GPS-equipped machines have changed the game, Logan adds. “Before, if you had it and your competitors didn’t, you could price a job to take three days, do it in two and make money. Now that gap has closed, and you have to have it.”
Above and beyond
“Don and his team always do A-plus work no matter the size of the job,” says Todd Queen with Queen Construction. During 2018’s wet summer, for example, “Logan Excavating went above and beyond all summer to work long hours and weekends to make up for the wet times to make sure we made our deadlines.”
This willingness to do what it takes served Logan well when working with the producers of the movie “42,” about Jackie Robinson’s journey to becoming the first African-American player in Major League Baseball. Parts of the movie were filmed in nearby Chattanooga, and Logan Excavating was called on to create a tunnel and do other work at a former baseball stadium that would stand in for 1940’s Ebbets Field.
The production crew was filming a scene that required a bus to approach a building when they found out a ramp was too steep. They called Logan in the afternoon. Could he be there by 7 p.m. and get the work done by 7 a.m. the following day? Logan gave them a price he thought would disinterest them, but they accepted it. So he and his crews did the work.

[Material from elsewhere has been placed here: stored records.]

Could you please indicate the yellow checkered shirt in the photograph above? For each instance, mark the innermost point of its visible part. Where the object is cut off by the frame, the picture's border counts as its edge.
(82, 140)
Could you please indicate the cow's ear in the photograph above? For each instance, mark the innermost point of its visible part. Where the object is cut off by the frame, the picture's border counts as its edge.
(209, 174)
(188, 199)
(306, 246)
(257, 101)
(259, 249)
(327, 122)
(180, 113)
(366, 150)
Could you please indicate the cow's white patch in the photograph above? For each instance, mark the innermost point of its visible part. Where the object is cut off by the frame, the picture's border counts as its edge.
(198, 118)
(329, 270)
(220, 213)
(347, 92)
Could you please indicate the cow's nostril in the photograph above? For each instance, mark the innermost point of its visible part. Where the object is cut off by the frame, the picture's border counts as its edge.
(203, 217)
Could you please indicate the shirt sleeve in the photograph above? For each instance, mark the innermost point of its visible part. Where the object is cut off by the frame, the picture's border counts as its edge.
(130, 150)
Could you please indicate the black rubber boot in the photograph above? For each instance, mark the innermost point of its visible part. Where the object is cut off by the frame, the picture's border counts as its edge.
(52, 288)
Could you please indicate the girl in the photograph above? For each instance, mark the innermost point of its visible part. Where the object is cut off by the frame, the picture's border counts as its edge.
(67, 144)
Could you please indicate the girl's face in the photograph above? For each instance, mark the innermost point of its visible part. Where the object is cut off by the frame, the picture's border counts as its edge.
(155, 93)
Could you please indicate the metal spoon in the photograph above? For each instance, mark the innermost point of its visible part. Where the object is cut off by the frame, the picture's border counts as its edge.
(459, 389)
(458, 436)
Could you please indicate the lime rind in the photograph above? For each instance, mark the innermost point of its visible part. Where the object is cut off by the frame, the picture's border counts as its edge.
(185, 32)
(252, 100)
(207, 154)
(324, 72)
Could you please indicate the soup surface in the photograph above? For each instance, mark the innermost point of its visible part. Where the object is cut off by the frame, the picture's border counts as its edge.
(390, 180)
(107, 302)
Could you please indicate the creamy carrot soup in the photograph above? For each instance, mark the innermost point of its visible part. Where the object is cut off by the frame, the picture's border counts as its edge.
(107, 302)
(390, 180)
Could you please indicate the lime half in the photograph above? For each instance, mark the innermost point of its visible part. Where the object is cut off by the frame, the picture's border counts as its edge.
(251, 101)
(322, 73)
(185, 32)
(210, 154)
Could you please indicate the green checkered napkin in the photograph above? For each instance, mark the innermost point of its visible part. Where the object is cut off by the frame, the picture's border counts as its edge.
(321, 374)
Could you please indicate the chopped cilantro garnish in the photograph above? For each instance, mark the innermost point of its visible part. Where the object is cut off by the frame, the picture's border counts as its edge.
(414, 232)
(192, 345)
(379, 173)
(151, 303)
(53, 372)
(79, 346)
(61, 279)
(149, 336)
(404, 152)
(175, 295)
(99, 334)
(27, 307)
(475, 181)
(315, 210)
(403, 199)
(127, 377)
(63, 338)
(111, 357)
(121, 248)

He chuckles, and says, “Then they ended up cutting the scene.”
“We all do a little bit of all of it.”
“I don’t ask my people to do anything I won’t do myself,” Logan says. “I don’t have true laborers and operators because we all do a little bit of all of it.”
He also doesn’t have much turnover. “I don’t know if I’ve ever hired anyone off the street,” he says. “I’m really picky about my equipment, and if someone doesn’t take care of it, they’re not going to run it.”
Logan Excavating is a family affair. Don’s wife, Angela, heads the office, and his nephew Blake Blevins serves several roles, including estimating, preconstruction and project management. And his father, Don Logan Sr., with his background in home construction, does anything that needs doing.
There’s a photograph in the Logan Excavating office of Blevins on his uncle’s backhoe as a young kid. “I guess I was just born into it,” Blevins says. While he was in college earning a civil engineering and surveying degree, his work with the company continued, with Logan sending him job plans to estimate.
“I would be bored with going to the same location and doing the same thing every day,” Blevins says. “We’re usually the first ones on a jobsite. Being able to go from there to a finished product is something I enjoy.”
“Don has built the company up from a very small firm to what it is today,” says Mike Coward with MHC Kenworth. “He managed to do well in down times because he’s in such high demand.”
“There are no gotchas with Logan Excavating’s bid proposals,” adds client Karl Bealke with Griffco Design/Build. “They don’t mess around when they get on a site. When we give them a schedule, they exceed it.”
“We had a challenging site with a lot of private utilities running through it that were never marked,” Bealke adds. “Don jumped right on a line repair – they were on it in a matter of hours. They’re rock stars.”